Thursday, April 23, 2020

We discuss a data export tool for Kubernetes:
Data Export Tool:
When Applications are hosted on Kubernetes, they choose to persist their state using persistent volumes. The data stored on these volumes is available between application restarts. The storageclass which provides storage for these persistent volumes will be external to the pods and the container on which the application is running. When the tier 2 storage is nfs, the persistent volumes appear as mounted file system and this is usable with all standard shell tools including those for backup and export such as duplicity. The backups usually exist together with the source and as another persistent volume which can then be exposed to users via curl requests. Therefore, there is a two-part separation – one which involves an extract-transform-load between a source and destination and another that relays the prepared data to the customer.
Both can take arbitrary amount of data and prolonged processing. In the Kubernetes world, with arbitrary lifetime of pods and containers, this kind of processing becomes prone to failures. It is this special consideration that sets apart the application logic from traditional data export techniques. The ETL may be written in Java but a Kubernetes Job will need to be specified in the operator code base so that the jobs can be launched on user demand and survive all the interruptions and movements possible in the control plane of Kubernetes.
Kubernetes jobs run to completion. It creates one or more pods and as the pods complete, the job tracks the completions. The job has ownership of the pods so the pods will be cleaned up when the jobs are deleted. The job spec can be used to describe the job and usually requires the pod template, apiVersion, kind and metadata fields. The selector field is optional.  Jobs may be sequential, parallel with a fixed completion count and parallel jobs as in a work queue – all of which are suitable for multi-part export of data.

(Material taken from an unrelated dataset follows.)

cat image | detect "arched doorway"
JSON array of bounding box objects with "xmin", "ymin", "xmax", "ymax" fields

Data Export from the Kubernetes data plane can be ensured to be on demand and associated with a corresponding K8s resource – custom or standard for visibility in the control plane.
An alternative technique to this solution is to enable a multipart download REST API that exposes the filesystem or S3 storage directly. This kind of pattern keeps the data transfer out of the Kubernetes control plane and exposed only internally which is then used from the user interface.
The benefits of this technique is that the actions are tied to the user interface-based authentication and all actions are on –demand. The trade-off is that the user interface has to relay the api call to another pod and it does not work for long downloads without interruptions.
Regardless of the preparation of the data to be streamed to the client behind an api call, it is better to not require relays in the data transfer. The api call is useful to make the request for the perpared data to be on demand and the implementation can scale to as many requests as necessary.